Inevitably, the countless incidents of Stasi repression, terrorism, intelligence-gathering, and counterintelligence operations acquire, in their profusion, a certain sameness. At some point, they no longer make for light reading. But the very weight of their numbers underscores the enormity of the perversion that the Stasi represented and the degradation it produced in both the oppressors and the oppressed.
The book includes some memorable vignettes. On October 7, 1989, the fortieth anniversary of the East German regime, there was a “huge, pompous ceremony [with] tens of thousands of jeering citizens.” Soviet President Mikhail Gorbachev was East Germany's guest of honor that day. He saw and heard the crowd calling “Gorby, Help Us!” And he witnessed the arrival of Stasi chief Erich Mielke, who was screaming at the police to “club those pigs into submission.” Eleven days later, party chief Honecker was thrown out of power.

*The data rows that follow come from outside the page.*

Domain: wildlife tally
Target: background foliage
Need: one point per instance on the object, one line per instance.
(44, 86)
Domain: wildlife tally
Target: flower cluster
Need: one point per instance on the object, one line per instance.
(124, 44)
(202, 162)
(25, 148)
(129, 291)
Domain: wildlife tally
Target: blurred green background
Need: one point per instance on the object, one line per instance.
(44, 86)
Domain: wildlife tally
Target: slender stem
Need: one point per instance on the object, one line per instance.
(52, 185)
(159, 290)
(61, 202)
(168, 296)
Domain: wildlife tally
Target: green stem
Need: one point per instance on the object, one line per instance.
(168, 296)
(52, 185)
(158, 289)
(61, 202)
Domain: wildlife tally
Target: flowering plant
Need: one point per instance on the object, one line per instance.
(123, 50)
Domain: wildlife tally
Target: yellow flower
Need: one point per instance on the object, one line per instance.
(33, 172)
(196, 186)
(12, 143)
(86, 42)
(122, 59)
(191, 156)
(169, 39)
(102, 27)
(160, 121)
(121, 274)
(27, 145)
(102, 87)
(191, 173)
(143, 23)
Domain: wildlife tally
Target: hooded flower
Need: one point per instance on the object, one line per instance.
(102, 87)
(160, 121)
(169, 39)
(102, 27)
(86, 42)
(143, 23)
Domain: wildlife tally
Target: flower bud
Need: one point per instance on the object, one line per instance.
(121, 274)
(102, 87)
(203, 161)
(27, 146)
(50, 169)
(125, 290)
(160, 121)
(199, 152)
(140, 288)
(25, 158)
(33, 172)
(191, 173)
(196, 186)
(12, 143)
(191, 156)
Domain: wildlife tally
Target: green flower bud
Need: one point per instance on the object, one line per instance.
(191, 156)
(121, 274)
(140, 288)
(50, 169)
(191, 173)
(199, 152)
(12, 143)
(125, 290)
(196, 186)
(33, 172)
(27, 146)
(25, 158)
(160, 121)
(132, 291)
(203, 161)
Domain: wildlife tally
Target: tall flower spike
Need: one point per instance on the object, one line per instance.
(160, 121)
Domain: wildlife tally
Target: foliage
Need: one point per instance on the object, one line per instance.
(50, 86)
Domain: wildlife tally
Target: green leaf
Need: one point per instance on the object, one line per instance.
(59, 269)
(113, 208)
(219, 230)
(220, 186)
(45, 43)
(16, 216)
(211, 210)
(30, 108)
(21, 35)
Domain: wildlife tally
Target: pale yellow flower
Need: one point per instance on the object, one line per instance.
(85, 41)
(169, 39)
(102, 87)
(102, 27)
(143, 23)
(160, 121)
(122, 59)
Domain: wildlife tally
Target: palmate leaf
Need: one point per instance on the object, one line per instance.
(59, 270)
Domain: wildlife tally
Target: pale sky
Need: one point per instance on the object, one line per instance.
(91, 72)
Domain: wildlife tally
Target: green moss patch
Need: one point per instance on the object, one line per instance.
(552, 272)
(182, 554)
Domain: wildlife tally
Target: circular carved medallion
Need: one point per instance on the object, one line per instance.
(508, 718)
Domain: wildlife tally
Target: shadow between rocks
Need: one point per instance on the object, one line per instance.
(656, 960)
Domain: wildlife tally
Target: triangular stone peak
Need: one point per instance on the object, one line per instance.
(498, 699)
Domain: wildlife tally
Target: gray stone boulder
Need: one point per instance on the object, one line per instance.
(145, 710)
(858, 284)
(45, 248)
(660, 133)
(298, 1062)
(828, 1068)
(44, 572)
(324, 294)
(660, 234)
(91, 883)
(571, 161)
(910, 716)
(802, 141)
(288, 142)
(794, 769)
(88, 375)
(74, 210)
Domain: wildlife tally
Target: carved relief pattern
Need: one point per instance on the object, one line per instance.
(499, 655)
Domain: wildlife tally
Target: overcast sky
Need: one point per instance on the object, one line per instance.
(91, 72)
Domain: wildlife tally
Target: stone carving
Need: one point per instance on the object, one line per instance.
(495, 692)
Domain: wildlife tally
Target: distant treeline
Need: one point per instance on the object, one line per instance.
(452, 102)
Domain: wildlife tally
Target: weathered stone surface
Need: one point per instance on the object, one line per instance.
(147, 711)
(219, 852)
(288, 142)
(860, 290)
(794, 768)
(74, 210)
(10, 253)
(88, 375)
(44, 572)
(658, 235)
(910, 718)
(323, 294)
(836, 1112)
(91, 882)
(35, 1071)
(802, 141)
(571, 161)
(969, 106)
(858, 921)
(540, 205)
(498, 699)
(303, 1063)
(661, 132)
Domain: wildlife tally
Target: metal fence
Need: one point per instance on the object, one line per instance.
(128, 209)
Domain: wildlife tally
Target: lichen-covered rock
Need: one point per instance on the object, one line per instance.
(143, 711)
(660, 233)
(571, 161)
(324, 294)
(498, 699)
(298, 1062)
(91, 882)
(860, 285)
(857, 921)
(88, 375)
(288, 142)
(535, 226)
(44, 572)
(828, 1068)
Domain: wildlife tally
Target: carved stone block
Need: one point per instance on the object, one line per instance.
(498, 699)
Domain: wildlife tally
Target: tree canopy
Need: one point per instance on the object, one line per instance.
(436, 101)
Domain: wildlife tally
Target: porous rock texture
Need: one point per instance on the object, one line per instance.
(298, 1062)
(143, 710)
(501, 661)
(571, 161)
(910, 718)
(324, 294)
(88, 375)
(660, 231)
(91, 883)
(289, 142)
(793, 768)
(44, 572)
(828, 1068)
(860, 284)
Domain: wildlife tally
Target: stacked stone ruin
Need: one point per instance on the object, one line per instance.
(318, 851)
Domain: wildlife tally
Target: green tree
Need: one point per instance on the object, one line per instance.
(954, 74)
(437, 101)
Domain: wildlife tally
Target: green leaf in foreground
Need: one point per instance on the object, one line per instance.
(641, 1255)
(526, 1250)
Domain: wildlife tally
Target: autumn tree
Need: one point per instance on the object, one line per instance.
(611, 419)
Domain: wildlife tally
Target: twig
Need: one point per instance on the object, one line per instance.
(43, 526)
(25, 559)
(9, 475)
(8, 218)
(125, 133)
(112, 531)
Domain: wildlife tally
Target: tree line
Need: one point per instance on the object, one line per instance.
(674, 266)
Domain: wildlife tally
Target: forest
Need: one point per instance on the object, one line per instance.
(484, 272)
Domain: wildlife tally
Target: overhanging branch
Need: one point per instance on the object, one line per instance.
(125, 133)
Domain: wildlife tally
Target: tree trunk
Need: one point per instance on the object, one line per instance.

Later, when a warrant was issued for Honecker's arrest, Gorbachev arranged Honecker's escape to Moscow, and made Honecker his ward.
In the discussion of the Stasi's “invisible invasion” of not only West Germany's intelligence operations but its very highest governmental offices, there are wry descriptions of the use of East German “Romeos and Romiettes”–the agents who employed both heterosexual and homosexual talents to recruit gullible West Germans, from secretaries to cabinet ministers.
Koehler depicts Markus Wolf, the most debonair of the Stasi leaders and the long-time head of foreign intelligence, with a combination of admiration and contempt. He suggests that Wolf's “retirement” in 1986 was a smokescreen, and that Wolf remained in his post under a pseudonym. He also says that Wolf's autobiography is “full of distortions.” It became a bestseller in Germany, says Koehler, “but so was Hitler's Mein Kampf.”
The author uses Erich Mielke as a convenient thread to tie the Stasi narrative together. At 14, Mielke joined the communist youth organization in Germany. He went on to serve as a hit man for the party, murdering two German policemen in 1931. He worked for the Soviet secret police in Spain during that country's civil war, and rose in the Soviet-created Stasi after World War II. His activities during the war remain a mystery, even to Koehler, but his mastery of the art of survival is underscored by the fact that he became the longest-serving state security chief in the Eastern bloc–the Soviet Union included. In summarizing Mielke's lifelong devotion to the Soviet secret police, Koehler says, “He was an intimate of nearly every Soviet secret police chief.”
Koehler has multiple credentials: a German family background, three decades as a correspondent for the Associated Press, in Berlin and elsewhere, and service as a U.S. Army intelligence officer. In a recent conversation with me, Koehler hastened to point out that his work as a newsman and his stint with army intelligence occurred at distinctly separate periods of his life.
William Stearman, a former White House National Security Council staff member who is cited several times in the book, describes Stasi as “a real page-turner you cannot put down.” At 411 pages, it is a book that some readers will find they must put down, if only to catch their breath. Those who push themselves through to the end, however, will be glad they did. They will have been entertained by many truths that are stranger than fiction, and they will have acquired a huge amount of supplemental information to that long, painful episode of history about which many of us knew something, but not everything.